Data fusion, the combining of different data sets to extend coverage and/or extract new information, creates cross-cutting research efforts, especially as NOAA seeks to maximize the return from remote sensing investments and pursues ecosystem management methodologies. The data fusion effort using to extract ocean surface currents by using altimetry and scatterometer data provides a prime example. Another example is the development of a GOES-POES blended "best-value" SST product and its extension to include microwave data to mitigate the effects of clouds and aerosols. Applications research addresses NOAA mission goal requirements. For oceanic feature detection, work currently focuses on the identification of ocean thermodynamic processes/features, such as fronts, eddies, and currents, and their temporal patterns through the analysis of infrared sea-surface temperature data. Research combining wind data with SST and ocean color data seeks to assess air-sea fluxes and upwelling features and climatologies. SOCD leads in applying satellite ocean remote sensing data to ecosystem management goals through its leadership of the NOAA Coral Reef Watch (CRW) component of the matrixed NOAA Coral Reef Conservation Program within the Ecosystems Mission Goal. This collaborative integrated program uses remote sensing and in-situ tools for near-real-time and long-term monitoring, modeling, and reporting of coral reef ecosystem physical environmental conditions.
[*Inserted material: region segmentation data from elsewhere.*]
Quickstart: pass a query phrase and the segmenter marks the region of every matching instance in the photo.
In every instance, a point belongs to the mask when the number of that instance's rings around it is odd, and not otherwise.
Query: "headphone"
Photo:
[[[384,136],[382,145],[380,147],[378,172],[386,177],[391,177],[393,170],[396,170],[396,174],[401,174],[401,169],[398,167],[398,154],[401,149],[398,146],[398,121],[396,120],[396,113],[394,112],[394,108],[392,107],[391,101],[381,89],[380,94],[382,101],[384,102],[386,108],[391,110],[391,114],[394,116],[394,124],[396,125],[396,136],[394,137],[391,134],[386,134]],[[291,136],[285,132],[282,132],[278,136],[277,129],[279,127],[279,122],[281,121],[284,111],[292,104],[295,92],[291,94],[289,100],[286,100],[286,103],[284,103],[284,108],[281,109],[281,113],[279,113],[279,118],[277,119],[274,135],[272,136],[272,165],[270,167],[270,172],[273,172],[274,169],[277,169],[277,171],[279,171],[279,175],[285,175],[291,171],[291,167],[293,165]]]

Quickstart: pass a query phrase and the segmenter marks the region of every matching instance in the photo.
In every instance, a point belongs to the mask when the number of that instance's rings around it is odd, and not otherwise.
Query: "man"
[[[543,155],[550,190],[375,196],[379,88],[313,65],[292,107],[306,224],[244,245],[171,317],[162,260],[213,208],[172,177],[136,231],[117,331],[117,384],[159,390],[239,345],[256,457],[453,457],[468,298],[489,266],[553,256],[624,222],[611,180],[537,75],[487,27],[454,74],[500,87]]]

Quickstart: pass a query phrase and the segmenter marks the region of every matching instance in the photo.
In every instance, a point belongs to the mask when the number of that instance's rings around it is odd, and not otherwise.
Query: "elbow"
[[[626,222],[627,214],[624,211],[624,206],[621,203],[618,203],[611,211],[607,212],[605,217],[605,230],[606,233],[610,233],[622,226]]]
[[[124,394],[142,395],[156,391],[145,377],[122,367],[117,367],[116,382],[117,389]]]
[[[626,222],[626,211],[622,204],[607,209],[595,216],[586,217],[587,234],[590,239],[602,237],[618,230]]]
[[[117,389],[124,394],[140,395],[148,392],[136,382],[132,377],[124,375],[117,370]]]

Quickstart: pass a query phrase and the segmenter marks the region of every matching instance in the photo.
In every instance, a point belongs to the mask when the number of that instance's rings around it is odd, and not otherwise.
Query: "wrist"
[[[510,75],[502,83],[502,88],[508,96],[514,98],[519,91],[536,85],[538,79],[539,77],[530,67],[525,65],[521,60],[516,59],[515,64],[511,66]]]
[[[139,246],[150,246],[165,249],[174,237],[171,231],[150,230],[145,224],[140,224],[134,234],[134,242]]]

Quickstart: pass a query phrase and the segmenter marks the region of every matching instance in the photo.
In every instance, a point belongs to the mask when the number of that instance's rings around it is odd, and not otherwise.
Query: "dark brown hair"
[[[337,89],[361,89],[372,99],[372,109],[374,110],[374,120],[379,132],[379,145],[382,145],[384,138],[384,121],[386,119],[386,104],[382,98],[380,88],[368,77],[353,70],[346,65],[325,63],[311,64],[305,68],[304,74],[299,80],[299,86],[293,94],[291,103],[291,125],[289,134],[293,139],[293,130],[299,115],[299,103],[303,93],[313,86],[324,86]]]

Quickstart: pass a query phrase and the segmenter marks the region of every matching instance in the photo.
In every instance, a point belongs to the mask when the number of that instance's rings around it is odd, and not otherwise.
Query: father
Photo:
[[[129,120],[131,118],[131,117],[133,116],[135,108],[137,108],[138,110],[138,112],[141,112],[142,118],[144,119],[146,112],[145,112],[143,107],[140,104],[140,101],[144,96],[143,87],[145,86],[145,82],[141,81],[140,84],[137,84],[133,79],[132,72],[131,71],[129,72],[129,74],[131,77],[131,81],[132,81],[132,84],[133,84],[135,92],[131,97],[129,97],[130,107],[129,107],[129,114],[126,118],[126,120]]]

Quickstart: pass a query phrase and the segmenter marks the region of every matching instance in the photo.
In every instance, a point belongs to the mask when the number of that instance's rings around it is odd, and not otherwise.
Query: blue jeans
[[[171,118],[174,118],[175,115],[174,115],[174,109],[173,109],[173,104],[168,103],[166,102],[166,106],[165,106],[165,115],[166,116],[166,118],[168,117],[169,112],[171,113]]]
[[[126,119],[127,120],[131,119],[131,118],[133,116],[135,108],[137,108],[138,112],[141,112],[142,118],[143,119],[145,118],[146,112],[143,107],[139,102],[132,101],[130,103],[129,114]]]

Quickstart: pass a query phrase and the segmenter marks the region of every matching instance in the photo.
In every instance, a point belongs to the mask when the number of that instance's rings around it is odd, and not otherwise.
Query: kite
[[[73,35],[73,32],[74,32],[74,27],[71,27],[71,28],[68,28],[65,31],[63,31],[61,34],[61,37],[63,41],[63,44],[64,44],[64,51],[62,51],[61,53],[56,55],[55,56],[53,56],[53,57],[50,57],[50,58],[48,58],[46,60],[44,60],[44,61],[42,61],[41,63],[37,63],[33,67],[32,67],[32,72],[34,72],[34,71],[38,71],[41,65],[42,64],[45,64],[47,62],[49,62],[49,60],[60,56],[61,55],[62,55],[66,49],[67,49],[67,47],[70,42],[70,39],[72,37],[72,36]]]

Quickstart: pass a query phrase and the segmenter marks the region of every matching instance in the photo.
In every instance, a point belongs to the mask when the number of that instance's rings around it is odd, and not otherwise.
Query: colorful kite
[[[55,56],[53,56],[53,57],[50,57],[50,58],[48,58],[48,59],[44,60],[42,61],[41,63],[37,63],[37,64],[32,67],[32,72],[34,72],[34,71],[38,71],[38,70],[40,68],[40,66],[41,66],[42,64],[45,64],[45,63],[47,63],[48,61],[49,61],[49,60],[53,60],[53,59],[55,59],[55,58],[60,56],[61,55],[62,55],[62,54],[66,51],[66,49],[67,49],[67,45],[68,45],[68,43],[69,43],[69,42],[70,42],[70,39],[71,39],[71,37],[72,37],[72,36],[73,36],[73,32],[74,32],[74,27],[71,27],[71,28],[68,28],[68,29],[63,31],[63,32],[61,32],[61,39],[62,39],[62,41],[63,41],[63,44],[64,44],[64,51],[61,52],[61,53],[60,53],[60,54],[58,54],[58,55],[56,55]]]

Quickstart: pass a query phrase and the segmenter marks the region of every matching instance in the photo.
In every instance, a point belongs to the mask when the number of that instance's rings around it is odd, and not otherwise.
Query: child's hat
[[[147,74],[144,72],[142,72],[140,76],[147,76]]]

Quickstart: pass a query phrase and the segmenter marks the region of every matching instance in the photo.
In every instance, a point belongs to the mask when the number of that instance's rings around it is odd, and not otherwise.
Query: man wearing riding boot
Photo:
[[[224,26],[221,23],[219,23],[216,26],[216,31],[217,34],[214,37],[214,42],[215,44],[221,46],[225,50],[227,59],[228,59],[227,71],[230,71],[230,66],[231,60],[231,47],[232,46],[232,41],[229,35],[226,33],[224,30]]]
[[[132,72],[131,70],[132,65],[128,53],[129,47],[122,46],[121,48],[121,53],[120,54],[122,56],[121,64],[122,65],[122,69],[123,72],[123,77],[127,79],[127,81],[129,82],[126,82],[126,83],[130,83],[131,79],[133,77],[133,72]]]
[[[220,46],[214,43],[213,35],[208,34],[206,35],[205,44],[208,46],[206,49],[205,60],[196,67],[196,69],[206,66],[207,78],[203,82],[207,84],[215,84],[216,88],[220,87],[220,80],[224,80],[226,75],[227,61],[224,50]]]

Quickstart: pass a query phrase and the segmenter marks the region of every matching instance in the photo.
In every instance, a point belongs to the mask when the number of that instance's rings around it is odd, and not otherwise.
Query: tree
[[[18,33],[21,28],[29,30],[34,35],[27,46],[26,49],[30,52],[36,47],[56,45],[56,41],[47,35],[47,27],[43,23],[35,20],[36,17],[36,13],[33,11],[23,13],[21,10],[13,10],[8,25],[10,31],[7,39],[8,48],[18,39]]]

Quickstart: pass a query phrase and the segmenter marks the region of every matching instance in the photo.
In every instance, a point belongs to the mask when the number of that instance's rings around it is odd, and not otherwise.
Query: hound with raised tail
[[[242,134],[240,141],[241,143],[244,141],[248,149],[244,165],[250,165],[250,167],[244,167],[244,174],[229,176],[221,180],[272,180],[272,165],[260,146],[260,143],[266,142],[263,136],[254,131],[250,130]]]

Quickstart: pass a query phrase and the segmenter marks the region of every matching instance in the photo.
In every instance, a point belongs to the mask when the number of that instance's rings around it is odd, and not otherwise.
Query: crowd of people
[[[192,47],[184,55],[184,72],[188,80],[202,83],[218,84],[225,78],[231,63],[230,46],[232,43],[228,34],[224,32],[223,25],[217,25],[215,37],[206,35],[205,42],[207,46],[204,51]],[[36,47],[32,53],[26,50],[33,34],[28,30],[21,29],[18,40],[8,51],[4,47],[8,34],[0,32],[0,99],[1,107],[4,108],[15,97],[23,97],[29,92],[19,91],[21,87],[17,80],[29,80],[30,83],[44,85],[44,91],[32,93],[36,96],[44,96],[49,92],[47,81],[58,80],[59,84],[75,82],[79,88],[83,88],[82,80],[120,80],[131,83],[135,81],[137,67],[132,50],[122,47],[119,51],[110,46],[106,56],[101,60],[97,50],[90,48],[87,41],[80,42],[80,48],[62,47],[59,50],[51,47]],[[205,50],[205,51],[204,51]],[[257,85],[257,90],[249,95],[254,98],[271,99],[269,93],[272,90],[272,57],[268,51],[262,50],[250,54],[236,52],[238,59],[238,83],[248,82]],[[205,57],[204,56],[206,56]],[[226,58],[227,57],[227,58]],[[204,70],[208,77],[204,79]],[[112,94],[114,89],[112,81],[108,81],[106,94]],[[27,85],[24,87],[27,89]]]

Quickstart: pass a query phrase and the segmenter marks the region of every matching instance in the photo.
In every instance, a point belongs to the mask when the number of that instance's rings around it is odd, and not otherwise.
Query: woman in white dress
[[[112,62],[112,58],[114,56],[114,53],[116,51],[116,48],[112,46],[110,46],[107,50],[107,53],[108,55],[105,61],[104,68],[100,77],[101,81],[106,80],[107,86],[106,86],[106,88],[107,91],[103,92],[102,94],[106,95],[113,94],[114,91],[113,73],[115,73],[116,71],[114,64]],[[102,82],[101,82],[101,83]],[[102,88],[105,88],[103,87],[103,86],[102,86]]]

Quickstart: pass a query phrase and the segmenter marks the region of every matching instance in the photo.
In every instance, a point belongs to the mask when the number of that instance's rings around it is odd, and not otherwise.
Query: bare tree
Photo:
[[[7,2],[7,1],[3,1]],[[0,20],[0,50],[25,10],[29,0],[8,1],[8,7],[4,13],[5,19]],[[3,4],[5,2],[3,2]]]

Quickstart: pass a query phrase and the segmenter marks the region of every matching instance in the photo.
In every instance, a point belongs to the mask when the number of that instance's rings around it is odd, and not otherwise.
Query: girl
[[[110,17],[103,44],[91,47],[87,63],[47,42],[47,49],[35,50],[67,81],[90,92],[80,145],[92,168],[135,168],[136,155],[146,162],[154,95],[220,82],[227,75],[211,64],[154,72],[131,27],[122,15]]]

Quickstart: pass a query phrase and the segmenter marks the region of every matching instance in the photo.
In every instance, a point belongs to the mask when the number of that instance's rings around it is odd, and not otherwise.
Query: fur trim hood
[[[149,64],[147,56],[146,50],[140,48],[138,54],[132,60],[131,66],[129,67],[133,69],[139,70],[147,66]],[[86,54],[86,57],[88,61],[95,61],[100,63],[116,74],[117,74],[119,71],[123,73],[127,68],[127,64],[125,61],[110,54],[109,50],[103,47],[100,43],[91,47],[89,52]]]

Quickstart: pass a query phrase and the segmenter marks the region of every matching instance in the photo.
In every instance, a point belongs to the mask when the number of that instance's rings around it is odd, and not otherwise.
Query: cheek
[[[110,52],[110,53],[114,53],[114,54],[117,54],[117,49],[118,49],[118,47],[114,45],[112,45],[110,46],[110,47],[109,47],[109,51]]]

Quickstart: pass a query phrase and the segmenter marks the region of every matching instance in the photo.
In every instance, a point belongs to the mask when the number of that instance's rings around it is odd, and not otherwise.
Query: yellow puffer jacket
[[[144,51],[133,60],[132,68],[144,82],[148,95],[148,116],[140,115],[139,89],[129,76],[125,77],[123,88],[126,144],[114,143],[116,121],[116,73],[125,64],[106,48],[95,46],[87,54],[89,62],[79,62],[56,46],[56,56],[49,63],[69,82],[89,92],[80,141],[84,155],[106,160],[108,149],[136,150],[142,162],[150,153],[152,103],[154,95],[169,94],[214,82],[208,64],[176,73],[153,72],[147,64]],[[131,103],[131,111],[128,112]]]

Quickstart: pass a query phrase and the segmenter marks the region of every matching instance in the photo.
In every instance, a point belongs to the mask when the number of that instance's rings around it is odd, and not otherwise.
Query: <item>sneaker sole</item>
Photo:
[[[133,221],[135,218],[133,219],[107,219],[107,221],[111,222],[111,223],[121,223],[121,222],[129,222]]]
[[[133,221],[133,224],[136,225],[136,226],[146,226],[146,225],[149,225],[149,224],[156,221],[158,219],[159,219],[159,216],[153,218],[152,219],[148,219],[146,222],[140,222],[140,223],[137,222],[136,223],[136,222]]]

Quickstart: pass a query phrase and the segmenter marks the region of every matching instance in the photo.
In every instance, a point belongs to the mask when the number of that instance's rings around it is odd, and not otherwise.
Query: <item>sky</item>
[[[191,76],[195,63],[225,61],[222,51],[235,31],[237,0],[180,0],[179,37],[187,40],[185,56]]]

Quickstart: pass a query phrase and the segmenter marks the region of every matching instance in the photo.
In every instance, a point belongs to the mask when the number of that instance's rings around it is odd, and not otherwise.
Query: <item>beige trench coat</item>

It aims to assist the management, study, and assessment of the impacts of environmental change on coral reefs. In particular, sea surface temperature data is used to determine and predict areas of coral bleaching through the measurement of accumulated heat stress. Research continues on integrating additional parameters into the assessment of coral reef health. SOCD is the global leader in providing global coral reef bleaching predictions and warnings. Another developmental integrated ecosystem management application of satellite ocean remote sensing data, GhostNet, combines satellite SST, altimetry, ocean color, and SAR data to identify ocean surface convergence regions for localizing likely areas for derelict fishing nets, allowing aircraft and ship missions to sight and remove the derelict nets before they damage coral reefs and ensnare protected species.

Figure 17. GhostNet uses a combination of data to locate derelict drift nets that capture floating debris causing damage to open water and coastal water ecosystems.